Moreover, these cases arose out of an inordinate desire on the part of Fleischer and Company, despite its
extensive landholdings in a Central Visayan province, to extend its accumulation of public lands to the
resettlement areas of Cotabato. Since it had the capability-financial and otherwise-to carry out its land
accumulation scheme, the lowly settlers, who uprooted their families from their native soil in Luzon to take
advantage of the government's resettlement program, but had no sufficient means to fight the big landowners,
were the ones prejudiced. Thus, the moral and material suffering of appellant and his family deserves leniency as
to his civil liability.
Furthermore, Article 39 of the Revised Penal Code requires a person convicted of prision correccional or arrests
mayor and fine who has no property with which to meet his civil liabilities to serve a subsidiary imprisonment at
the rate of one (1) day for each P 2.50. However, the amendment introduced by Republic Act No. 5465 on April
21, 1969 made the provisions of Art. 39 applicable to fines only and not to reparation of the damage caused,
indemnification of consequential damages and costs of proceedings. Considering that Republic Act 5465 is
favorable to the accused who is not a habitual delinquent, it may be given retroactive effect pursuant to Article 22
of the Revised Penal Code.
WHEREFORE, FINDING APPELLANT GUILTY BEYOND REASONABLE DOUBT OF ONLY TWO (2)

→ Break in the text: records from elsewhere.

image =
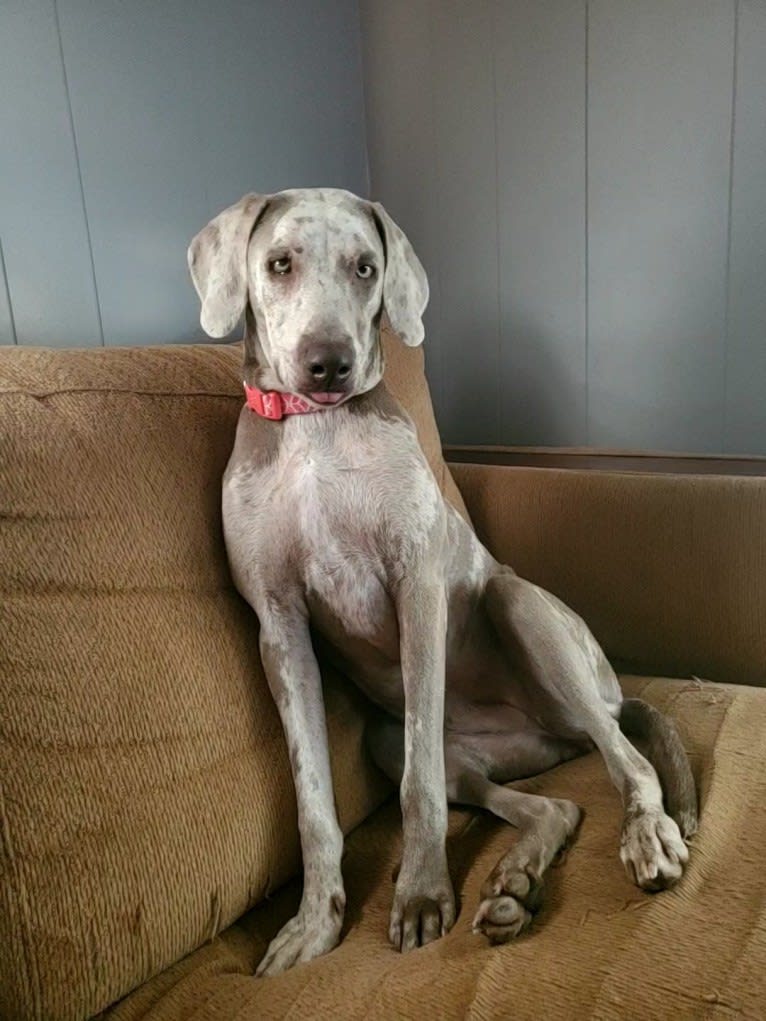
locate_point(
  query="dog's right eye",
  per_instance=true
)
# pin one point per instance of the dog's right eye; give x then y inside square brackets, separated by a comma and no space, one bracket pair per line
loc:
[280,265]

HOMICIDES, MITIGATED BY THE PRIVILEGED EXTENUATING CIRCUMSTANCE OF INCOMPLETE SELFDEFENSE AS WELL AS BY TWO (2) GENERIC MITIGATING CIRCUMSTANCES OF VOLUNTARY
SURRENDER AND OBFUSCATION, WITHOUT ANY AGGRAVATING CIRCUMSTANCE, APPELLANT IS
HEREBY SENTENCED TO SUFFER AN IMPRISONMENT OF FOUR (4) MONTHS OF ARRESTO MAYOR, TO
INDEMNIFY EACH GROUP OF HEIRS OF DAVIS FLEISCHER AND OF FLAVIANO RUBIA IN THE SUM OF
FOUR THOUSAND (P 4,000.00) PESOS, WITHOUT SUBSIDIARY IMPRISONMENT AND WITHOUT ANY
AWARD FOR MORAL DAMAGES AND ATTORNEY'S FEES.
CONSIDERING THAT APPELLANT HAS BEEN UNDER DETENTION FOR ALMOST FOURTEEN (14) YEARS
NOW SINCE HIS VOLUNTARY SURRENDER ON AUGUST 22,1968, HIS IMMEDIATE RELEASE IS HEREBY
ORDERED. NO COSTS.
SO ORDERED.
Fernando, C.J., Teehankee, Concepcion Jr., Guerrero, De Castro, Melencio-Herrera, Escolin Vasquez and
Relova, JJ., concur.
Aquino, J., is on leave.
Plana, J., in the result.
Separate Opinions
Separate Opinions
Considering that appellant has been under detention for almost fourteen (14) years now since August 22, 1968,
he has served the penalty and should be released.